Spike Lee também esteve em 1995, quando dirigiu o clipe de "They don't care about us", de Michael Jackson, no Morro Dona Marta, no Rio, e no Pelourinho, em Salvador.
"Meus ancestrais foram libertados em 1865 e, no Brasil, a escravidão foi abolida em 1888. É uma diferença pequena, mas se compararmos a evolução de afroamericanos e de afrobrasileiros, estamos 20 anos à frente", comparou o cineasta Lee, lembrando que a população negra brasileira chega a mais de 50%.
O cineasta chegou ao Brasil na segunda-feira (23) e voltou para os EUA no início desta semana. Esteve no Rio, em Brasília e em São Paulo, entrevistando cerca de 30 pessoas. Após visitar o AfroReggae na sexta-feira, Spike Lee participou de um almoço com os atores Lázaro Ramos e Wagner Moura no sábado à tarde.
"Ele parecia mais interessado em investigar, conhecer e descobrir o Brasil e as pessoas do que fazer objetivamente um filme sobre algo", contou Ramos.
com Neymar pediu até autógrafo ao jogador / foto: reprodução do Twitter
No mesmo dia, Lee visitou o Centro Afro Carioca de Cinema, na Lapa, onde entrevistou seu fundador, Zózimo Bulbul, e se encontrou com artistas negros.
"A falta de negros na mídia o deixou inquieto, então ele queria saber sobre o lugar do negro na sociedade e sobre a posição do Centro no cinema negro do Brasil", revelou Bulbul.
Políticos como o ex-jogador de futebol e agora deputado Romário, músicos como Caetano Veloso e Gilberto Gil, Criolo, além de artistas plásticos como osgemeos também foram entrevistados.
"Um documentário é tão bom quanto as pessoas que você entrevista", falou Lee, que completou: "Sem as pessoas certas, não há nada a ser feito, não importa o quão bom cineasta você seja. A seleção de entrevistados é um recorte amplo da sociedade brasileira. Ainda não entrevistei Lula e Dilma Rousseff, mas espero entrevistá-los quando voltar".
O cineasta se encontrou, no Palácio do Planalto, com a presidente Dilma Rousseff, que se comprometeu a conceder uma entrevista a Lee. Entre as personalidades na lista do diretor ainda estão os ex-presidentes Fernando Henrique Cardoso e Luiz Inácio Lula da Silva e os jogadores de futebol Pelé, Ronaldo e Neymar.
Bom sinal
O diretor recebeu como um bom sinal o fato de ter chegado em Brasília na última quarta-feira, quando o Supremo Tribunal Federal iniciava o julgamento sobre a constitucionalidade das cotas raciais nas universidades. Com uma câmera na mão, misturou-se às pessoas que protestavam contra e a favor, e no dia seguinte entrevistar o ministro Joaquim Barbosa em seu gabinete na tarde de quinta-feira (26).
Spike Lee com o ministro Joaquim Barbosa / foto: G1
"Acredito em destino.

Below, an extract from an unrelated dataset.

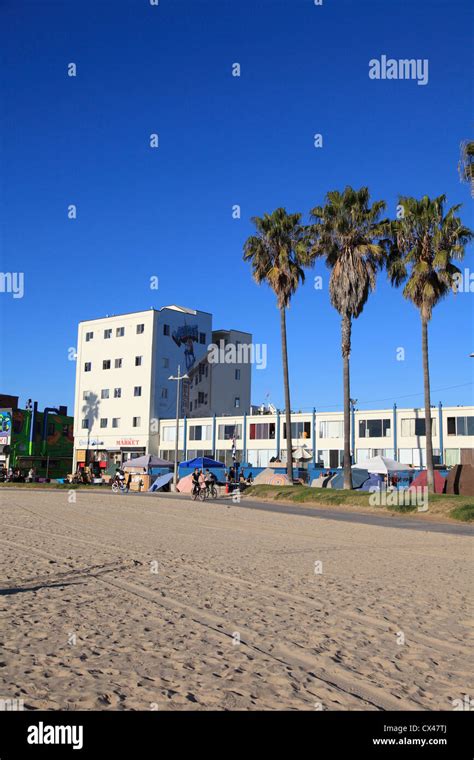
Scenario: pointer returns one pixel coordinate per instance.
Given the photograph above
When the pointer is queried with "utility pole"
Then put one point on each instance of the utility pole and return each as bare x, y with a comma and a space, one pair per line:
178, 379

Poucas coisas na vida são coincidência", disse, comemorando a decisão favorável à política de cotas.
"Eu digo, não vamos parar por aí. Vamos levar isso à mídia, ao mercado de trabalho. Há em todo o mundo uma má interpretação do sistema de cotas. Alguns acreditam que elas serão ocupadas por gente sem qualificação. Não é nada disso. Pessoas qualificadas serão selecionadas para ir à universidade", falou.
Nova visita
Lee brincou que o filme não foi encomendado pelo Congresso, portanto, não pretende esconder as mazelas brasileiras ou louvar as qualidades do país.
"Será um filme balanceado. Mas observo que as pessoas são muito otimistas com o futuro no Brasil. Querem que o crescimento econômico traga ascensão social e que a distância entre pobres e ricos, que ainda é horrível nos EUA, diminua aqui".
Lee fez questão de retornar ao Morro Dona Marta e posar ao lado da estátua de Michael Jackson. Sua próxima viagem ao Brasil será em julho, e ele planeja incluir depoimentos de anônimos.
"Quando as pessoas virem o filme, terão uma compreensão tão boa quanto possível", assegurou. "Terei muito trabalho, porque não sei como mostrar um país, este país, neste momento particular de sua história, em apenas duas horas", afirmou.